Might be a buggy BIOS ("firmware" to be more precise). Updating might help. Otherwise try UEFI mode instead of BIOS mode if available in the firmware setup. Or try a boot image that only supports BIOS systems. Good luck!

0

I am using dd for windows. And I encountered exactly the same issue with CentOS 7 DVD ISO. I checked the ISO checksum and it is downloaded OK.

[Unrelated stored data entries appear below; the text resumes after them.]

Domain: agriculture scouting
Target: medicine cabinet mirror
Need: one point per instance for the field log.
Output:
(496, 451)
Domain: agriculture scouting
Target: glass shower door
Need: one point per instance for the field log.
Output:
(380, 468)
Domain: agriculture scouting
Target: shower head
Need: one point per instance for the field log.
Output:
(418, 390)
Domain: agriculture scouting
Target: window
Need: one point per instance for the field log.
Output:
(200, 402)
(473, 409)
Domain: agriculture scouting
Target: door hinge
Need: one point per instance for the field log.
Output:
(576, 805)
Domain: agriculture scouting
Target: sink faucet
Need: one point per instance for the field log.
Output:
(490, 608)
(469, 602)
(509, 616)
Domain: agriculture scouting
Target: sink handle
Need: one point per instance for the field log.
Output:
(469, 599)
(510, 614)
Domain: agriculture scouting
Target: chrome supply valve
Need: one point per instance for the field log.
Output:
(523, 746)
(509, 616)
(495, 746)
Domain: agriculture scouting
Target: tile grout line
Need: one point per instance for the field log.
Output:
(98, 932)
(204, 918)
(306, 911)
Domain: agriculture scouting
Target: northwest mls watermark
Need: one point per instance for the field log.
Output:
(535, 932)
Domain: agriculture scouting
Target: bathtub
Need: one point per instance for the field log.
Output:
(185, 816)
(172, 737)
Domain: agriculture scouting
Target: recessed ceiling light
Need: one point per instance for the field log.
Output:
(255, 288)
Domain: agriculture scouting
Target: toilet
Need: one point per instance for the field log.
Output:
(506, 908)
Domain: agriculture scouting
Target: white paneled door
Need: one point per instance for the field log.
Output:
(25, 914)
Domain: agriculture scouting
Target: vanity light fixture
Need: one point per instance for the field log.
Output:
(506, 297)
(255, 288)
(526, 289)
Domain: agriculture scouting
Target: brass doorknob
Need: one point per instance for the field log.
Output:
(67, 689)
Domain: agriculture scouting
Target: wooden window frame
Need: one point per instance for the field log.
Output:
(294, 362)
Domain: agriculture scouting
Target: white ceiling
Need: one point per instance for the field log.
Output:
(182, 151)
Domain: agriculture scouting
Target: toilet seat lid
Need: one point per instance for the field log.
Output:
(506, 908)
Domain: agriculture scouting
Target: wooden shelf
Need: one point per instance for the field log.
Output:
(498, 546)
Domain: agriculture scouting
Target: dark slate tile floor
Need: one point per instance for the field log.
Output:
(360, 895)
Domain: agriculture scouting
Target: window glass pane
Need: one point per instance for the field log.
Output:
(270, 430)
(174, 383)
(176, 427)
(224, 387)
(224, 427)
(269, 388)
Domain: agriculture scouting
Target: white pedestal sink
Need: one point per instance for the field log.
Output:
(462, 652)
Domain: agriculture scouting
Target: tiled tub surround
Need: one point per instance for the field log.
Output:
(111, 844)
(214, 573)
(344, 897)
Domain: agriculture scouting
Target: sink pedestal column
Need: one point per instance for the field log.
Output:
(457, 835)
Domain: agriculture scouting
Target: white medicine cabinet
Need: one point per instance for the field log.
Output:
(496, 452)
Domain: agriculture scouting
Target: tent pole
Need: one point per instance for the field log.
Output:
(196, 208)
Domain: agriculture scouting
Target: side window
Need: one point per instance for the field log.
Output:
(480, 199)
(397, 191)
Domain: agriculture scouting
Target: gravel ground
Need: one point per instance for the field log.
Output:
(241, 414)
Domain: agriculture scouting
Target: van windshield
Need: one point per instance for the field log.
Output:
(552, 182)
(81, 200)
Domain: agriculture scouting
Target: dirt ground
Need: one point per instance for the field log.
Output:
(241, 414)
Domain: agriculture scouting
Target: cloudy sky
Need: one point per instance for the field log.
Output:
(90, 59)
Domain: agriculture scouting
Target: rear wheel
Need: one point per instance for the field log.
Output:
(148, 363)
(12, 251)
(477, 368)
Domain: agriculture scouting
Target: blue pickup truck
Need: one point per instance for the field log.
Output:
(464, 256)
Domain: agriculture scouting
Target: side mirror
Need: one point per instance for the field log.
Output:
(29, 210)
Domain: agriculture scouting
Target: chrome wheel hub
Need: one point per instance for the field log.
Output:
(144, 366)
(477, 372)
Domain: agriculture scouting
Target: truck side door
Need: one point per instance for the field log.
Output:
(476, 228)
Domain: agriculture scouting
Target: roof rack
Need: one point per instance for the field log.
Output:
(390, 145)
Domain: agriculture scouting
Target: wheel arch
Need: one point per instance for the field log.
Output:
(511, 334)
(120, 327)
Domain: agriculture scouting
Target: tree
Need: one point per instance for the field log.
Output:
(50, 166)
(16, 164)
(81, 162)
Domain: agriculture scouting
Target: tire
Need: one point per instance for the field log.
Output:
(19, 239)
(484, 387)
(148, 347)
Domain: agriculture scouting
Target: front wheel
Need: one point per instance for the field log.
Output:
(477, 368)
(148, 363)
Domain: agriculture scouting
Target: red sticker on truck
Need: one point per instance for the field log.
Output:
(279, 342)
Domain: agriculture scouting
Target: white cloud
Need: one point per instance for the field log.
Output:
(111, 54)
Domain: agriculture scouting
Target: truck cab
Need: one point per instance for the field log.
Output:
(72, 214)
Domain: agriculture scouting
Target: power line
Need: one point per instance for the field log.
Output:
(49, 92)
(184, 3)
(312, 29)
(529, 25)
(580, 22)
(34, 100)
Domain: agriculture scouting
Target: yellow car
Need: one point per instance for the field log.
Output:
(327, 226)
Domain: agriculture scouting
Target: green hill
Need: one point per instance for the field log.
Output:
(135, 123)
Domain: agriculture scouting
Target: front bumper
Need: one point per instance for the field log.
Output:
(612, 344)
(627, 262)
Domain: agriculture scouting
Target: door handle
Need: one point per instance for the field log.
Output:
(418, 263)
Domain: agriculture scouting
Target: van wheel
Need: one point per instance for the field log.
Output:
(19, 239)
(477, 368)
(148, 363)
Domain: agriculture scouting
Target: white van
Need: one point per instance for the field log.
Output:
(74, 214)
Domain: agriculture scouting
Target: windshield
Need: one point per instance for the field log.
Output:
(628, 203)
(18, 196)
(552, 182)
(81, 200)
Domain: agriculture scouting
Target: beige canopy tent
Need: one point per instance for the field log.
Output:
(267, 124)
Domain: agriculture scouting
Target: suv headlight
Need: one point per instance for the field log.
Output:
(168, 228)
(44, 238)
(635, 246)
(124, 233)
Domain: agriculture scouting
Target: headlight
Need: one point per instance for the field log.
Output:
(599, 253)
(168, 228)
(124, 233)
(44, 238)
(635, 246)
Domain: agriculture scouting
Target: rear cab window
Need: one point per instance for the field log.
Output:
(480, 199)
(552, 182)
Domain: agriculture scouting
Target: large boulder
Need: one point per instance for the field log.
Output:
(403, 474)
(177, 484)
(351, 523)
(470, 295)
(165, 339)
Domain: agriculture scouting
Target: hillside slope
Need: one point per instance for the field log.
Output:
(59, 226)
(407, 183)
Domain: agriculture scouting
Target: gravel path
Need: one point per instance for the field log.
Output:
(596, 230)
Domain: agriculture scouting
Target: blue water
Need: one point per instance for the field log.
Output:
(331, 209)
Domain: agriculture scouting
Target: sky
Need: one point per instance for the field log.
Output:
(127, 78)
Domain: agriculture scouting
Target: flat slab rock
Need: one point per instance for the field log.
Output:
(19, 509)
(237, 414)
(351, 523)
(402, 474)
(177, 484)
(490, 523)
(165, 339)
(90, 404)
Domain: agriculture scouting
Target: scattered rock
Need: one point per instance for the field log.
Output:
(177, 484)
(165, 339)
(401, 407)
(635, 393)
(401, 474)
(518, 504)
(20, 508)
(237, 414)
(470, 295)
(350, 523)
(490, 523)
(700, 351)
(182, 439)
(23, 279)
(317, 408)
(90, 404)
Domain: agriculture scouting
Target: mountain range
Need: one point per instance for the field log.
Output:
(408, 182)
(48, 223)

Inspired by this article, I turn to use Fedora Live USB Creator. It can run into the installation UI of CentOS 7. But I am having trouble with the Error setting up base repository issue in the installation process. According to here, it is an issue of Fedora Live USB Creator. This is so far I have tried.

0

i could only boot the debian netinst iso from an already installed GRUB navigating to the pendrive partition: grub>

ls

setting it as

root=(hdX,msdos1)

then load kernel

linux /install.amd/vmlinuz

then load initrd

initrd /install.amd/initrd.gz

then start it

boot
-1

Some folks may have just copied the ISO file to the stick hence the missing bin file. The ISO would actually need to be installed onto the USB stick via a program such as unetbootin. https://unetbootin.github.io/

Alternatively this could also be a permissions problem with ownership of the stick or the files and folders on it.

I wish you all the best of luck at sorting your issue out.